SBATCH --mail-type=END # Type of email notification- BEGIN,END,ALL,FAIL

SBATCH --mail-user=venkatek@andrew.cmu.edu

SBATCH --tmp=10G

echo "Job started on hostname at date"

mpiexec -n 32 gpaw python relax.py

echo " " echo "Job Ended at date" `

Output: (job.sh.o6375)

Job started on c015 at Sat Sep 18 02:30:05 UTC 2021

It appears as if there is not enough space for /tmp/ompi.c015.1221/pid.2180/1/shared_mem_cuda_pool.c015 (the shared-memory backing file). It is likely that your MPI job will now either abort or experience performance degradation.

Local host: c015 Space Requested: 134217736 B Space Available: 0 B

[c015:02189] create_and_attach: unable to create shared memory BTL coordinating strucure :: size 134217728

A system call failed during sm BTL initialization that should not have.
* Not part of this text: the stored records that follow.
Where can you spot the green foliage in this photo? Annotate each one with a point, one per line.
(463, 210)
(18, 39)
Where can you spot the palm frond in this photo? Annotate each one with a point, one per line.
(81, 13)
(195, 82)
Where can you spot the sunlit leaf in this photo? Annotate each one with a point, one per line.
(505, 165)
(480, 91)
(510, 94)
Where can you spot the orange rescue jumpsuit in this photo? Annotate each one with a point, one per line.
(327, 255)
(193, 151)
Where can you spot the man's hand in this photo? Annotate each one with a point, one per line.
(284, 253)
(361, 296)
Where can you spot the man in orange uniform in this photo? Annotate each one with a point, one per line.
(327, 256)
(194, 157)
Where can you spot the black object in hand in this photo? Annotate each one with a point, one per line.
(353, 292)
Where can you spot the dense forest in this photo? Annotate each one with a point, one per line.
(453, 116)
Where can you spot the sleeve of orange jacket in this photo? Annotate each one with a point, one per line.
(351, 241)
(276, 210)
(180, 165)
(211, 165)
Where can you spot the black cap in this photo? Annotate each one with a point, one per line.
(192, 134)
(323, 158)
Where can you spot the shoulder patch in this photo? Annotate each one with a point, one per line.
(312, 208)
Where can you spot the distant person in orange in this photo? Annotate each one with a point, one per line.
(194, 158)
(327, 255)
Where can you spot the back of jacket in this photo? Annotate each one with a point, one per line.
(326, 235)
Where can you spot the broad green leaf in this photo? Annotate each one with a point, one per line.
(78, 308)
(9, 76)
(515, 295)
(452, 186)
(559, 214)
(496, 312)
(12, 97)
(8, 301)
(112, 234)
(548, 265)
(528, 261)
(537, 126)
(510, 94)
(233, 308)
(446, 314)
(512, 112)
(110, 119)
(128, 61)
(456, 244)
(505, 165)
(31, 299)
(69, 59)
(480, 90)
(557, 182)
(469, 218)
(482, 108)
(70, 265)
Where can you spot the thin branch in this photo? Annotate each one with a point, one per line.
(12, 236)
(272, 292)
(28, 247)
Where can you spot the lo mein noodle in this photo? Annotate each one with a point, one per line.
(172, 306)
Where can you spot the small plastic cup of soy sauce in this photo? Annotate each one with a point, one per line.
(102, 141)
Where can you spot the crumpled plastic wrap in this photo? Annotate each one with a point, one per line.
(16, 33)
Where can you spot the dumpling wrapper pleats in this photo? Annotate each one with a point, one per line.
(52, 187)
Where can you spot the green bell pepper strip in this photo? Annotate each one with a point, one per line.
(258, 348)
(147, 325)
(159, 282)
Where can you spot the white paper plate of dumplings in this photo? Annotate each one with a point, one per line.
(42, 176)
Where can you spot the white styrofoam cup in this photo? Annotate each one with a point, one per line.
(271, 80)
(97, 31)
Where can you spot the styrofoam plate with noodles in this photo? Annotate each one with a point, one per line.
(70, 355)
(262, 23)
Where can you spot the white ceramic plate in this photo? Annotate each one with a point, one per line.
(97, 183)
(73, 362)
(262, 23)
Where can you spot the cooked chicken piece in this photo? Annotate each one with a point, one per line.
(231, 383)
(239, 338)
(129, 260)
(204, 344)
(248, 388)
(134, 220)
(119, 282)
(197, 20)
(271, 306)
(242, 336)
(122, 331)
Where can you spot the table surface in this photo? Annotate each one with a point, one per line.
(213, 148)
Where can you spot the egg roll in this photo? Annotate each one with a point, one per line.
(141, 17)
It is likely that your MPI job will now either abort or experience performance degradation.

System call: open(2) Error: No such file or directory (errno 2)

[c015:02180] 30 more processes have sent help message help-mpi-btl-smcuda.txt / sys call fail [c015:02180] Set MCA parameter "orte_base_help_aggregate" to 0 to see all help / error messages

Directory: /home/venkatek/dislocation/010/1_unit/5

aabills commented 3 years ago

Try the solution from #59 since this seems to be a duplicate

venkkris commented 3 years ago

Switched from conda-installed gpaw to spack-installed gpaw. Added spack load py-gpaw to job submission script, and ran the script using srun instead of mpirun. This enables me to run scripts on slave nodes using py-gpaw, as well as run my own analysis and post-processing scripts on the head node using the conda install.